İster bolluk, ister darlık zamanında olsun, isterse afet ve felaketlerde olsun insanların yaşadıklarını zorluğun ve sorunun temeli, İslam’ı hayat sahasından uzaklaştırılıp yerine kapitalist sistemin konulmasıdır. Demokratik kapitalist sistem, olaylara insanlık dışı materyalist perspektifinden bakar. Afetlerle mücadelede sadece maddi fizibiliteyi dikkate alır. Elde ettiği maddi çıkar ölçüsünce insanlarını güdümünü, çıkarlarını ve canlarını önemser.

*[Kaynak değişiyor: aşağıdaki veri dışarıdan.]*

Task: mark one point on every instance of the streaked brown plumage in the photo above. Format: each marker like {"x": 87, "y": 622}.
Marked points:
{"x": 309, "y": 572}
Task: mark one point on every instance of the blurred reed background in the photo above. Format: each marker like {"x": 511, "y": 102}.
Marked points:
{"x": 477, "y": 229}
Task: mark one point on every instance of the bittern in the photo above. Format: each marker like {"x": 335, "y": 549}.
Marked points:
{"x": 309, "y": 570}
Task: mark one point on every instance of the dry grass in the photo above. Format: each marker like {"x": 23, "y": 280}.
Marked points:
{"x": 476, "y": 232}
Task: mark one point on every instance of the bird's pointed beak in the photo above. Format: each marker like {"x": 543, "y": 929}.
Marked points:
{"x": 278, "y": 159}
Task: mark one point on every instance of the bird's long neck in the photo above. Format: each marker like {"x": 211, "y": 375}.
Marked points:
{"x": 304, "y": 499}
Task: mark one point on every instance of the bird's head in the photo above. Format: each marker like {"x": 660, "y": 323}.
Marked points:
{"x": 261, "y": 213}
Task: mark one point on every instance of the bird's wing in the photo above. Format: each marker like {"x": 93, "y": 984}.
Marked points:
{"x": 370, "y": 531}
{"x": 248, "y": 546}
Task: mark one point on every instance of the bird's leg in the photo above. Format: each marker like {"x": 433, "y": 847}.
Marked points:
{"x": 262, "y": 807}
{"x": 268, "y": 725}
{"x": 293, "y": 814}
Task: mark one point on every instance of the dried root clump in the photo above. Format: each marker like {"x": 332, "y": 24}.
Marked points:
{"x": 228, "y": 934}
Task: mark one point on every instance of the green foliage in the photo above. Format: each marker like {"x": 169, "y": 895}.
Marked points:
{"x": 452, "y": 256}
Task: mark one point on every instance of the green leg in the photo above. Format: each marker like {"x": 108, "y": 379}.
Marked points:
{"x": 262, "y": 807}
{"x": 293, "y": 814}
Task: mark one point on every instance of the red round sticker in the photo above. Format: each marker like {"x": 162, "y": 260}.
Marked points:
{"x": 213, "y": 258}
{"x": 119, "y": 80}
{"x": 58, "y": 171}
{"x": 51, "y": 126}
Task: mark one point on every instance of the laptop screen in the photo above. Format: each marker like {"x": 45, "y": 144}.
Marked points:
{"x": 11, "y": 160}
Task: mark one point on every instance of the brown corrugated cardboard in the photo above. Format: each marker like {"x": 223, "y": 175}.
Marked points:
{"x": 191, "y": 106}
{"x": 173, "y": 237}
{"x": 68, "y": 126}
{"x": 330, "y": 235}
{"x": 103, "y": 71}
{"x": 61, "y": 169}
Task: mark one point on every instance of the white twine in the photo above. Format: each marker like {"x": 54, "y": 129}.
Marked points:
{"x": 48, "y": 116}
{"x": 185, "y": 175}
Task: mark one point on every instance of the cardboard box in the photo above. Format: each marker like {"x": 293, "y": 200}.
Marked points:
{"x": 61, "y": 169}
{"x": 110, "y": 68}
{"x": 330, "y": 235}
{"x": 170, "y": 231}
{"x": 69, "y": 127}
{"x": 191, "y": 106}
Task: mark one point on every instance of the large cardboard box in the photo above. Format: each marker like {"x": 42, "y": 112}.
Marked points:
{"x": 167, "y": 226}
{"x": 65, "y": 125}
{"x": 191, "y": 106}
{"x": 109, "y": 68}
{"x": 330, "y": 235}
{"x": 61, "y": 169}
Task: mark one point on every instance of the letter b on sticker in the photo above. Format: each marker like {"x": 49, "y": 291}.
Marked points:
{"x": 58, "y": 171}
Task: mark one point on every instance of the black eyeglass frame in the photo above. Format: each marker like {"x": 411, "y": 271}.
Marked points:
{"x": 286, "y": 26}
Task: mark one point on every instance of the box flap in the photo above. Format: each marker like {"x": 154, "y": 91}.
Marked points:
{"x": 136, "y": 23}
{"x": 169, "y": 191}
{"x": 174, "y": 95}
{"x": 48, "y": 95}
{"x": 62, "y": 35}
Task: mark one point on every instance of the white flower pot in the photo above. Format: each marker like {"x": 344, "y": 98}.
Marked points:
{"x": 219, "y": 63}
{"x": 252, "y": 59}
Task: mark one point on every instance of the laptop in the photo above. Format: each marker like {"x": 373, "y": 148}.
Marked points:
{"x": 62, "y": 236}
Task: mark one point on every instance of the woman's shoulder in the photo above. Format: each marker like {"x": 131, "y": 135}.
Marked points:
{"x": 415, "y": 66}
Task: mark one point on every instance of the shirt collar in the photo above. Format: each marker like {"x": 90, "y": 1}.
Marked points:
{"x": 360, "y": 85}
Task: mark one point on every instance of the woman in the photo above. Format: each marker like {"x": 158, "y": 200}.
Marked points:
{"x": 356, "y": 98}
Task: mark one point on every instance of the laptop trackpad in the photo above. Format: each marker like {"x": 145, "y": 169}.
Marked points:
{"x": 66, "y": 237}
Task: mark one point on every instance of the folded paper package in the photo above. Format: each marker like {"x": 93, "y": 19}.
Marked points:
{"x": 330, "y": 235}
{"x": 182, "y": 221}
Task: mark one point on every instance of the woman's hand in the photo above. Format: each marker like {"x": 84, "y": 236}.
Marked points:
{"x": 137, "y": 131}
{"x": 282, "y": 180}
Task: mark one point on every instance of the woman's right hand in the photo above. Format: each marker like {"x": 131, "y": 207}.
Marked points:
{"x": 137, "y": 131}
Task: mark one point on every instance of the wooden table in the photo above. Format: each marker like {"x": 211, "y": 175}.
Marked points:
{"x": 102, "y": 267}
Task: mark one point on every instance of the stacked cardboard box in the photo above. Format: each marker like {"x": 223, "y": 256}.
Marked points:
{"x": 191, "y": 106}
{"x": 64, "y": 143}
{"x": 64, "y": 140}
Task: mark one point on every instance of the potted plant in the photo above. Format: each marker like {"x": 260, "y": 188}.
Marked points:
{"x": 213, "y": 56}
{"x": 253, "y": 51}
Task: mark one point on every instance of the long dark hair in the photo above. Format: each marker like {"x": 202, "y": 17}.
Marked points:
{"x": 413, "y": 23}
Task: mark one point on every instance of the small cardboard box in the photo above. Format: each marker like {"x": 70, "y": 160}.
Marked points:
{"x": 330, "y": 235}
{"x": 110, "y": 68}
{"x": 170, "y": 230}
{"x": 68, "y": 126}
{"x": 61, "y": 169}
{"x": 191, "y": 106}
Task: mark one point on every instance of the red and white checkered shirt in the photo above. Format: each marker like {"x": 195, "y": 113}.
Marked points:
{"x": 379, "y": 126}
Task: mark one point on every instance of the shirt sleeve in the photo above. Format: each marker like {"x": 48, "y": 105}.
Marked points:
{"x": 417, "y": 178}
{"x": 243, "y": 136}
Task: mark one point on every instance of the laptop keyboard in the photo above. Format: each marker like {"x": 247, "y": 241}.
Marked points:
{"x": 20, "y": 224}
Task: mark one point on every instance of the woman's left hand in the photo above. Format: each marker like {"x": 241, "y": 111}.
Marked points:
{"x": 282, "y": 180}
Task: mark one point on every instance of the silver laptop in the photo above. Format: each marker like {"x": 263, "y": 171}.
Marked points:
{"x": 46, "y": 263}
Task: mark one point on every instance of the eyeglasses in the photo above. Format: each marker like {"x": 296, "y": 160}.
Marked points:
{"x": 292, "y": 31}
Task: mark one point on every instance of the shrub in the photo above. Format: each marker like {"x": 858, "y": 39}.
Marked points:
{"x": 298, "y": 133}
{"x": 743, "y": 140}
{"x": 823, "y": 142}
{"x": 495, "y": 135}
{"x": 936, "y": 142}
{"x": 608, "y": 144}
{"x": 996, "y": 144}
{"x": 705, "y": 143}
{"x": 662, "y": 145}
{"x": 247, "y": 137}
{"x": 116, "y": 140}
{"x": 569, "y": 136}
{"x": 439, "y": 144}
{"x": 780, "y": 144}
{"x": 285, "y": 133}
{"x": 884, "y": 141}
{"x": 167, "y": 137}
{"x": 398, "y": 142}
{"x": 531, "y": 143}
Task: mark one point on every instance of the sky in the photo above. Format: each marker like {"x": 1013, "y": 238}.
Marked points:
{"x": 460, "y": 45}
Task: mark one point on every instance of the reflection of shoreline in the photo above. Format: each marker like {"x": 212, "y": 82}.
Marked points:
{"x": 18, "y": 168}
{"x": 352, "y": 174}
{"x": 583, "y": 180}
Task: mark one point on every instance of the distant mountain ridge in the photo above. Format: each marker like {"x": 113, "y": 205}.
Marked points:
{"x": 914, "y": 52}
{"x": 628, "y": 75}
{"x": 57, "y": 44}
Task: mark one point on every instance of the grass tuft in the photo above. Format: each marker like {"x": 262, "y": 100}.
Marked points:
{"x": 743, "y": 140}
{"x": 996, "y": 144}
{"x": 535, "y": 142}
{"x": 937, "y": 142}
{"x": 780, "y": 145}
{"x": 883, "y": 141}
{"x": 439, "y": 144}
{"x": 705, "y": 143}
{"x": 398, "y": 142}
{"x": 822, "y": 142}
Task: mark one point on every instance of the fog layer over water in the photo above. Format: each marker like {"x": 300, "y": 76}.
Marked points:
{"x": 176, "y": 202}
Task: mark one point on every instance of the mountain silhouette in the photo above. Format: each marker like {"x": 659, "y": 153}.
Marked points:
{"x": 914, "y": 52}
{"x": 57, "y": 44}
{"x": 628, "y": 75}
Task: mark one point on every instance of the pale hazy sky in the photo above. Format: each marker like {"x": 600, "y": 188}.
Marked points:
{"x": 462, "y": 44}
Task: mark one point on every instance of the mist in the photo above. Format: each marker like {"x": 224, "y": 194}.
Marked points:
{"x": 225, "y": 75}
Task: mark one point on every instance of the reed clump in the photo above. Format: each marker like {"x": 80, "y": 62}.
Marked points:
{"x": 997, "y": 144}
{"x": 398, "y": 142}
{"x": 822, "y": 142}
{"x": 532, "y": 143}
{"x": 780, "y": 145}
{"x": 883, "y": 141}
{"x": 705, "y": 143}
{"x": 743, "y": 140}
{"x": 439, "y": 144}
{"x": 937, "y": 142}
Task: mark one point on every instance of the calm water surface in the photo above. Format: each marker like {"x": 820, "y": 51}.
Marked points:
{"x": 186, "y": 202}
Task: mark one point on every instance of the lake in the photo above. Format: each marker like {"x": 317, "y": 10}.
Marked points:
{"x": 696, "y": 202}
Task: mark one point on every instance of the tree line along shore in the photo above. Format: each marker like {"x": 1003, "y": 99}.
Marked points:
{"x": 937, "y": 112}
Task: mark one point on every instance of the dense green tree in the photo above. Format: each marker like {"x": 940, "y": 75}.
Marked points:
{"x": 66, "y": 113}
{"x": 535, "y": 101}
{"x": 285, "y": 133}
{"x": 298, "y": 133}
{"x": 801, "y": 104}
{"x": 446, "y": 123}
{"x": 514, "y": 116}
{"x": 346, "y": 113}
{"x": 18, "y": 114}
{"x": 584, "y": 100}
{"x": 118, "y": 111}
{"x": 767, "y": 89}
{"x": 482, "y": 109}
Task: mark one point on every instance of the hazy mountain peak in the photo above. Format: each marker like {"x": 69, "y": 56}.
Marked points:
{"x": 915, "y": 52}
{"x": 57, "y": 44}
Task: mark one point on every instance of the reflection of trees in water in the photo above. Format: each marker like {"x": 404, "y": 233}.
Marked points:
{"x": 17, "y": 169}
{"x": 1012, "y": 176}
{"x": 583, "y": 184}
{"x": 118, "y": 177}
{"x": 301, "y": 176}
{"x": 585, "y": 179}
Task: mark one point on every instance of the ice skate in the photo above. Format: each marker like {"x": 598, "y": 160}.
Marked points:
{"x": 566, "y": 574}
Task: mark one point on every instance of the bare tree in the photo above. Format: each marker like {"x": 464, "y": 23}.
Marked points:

İslam Devleti yani Hilafet Devleti, her zaman vatandaşlarının hayatını güvence altına almakla yükümlüdür. Rasûl SallAllahu Aleyhi ve Sellem şöyle buyurdu:
كُلُّكُمْ رَاعٍ وَمَسْئُولٌ عَنْ رَعِيَّتِهِ؛ فَالْإِمَامُ رَاعٍ وَهُوَ مَسْئُولٌ عَنْ رَعِيَّتِهِ “Hepiniz çobansınız ve her biriniz kendi güttüklerinden sorumludur. Emir insanların çobanıdır ve güttüklerinden sorumludur.”[Buhari] Tebaasına karşı Halifeye farz olan işlerin güdümü perspektifinden hareketle, bu afetlere karşı önleyici hazırlık yapmaktan, meydana geldiklerinde bu afetlerle mücadele için önceden hazırlıklı olmaktan ve afet sonrası afet bölgelerinin yeniden inşası ve desteklenmesinden İslam Devleti sorumludur.
Kazalar ve afetler, ne zaman meydana gelecekleri bilinmediğinden, tam anlamında bir hazırlığı gerektirirler. Bina çökmesi gibi afetler sırasında ve sonrasında hızlı ve acil müdahale, insanların hayatlarını kurtarmak için çok önemli. İslam Devleti, her ilde afet ve kaza yönetimi için merkezi birime bağlı bir uzman komite atayacaktır. Komite, afet ve kaza riskini azaltmak için önceden hazırlıklar yapacak, bölgenin doğasına göre afetlerle başa çıkmak için planlar geliştirecek, dünyadaki en iyi bilimsel ve teknik yöntem ve araçlarla afetlere başa çıkacak, sonra afetlerin sonuçlarını telafi etmeye gidecektir. Bu arada tahliyeye mecbur kalan herkese, ihtiyaç duydukları süre boyunca yiyecek, giyecek ve barınak sağlayacaktır.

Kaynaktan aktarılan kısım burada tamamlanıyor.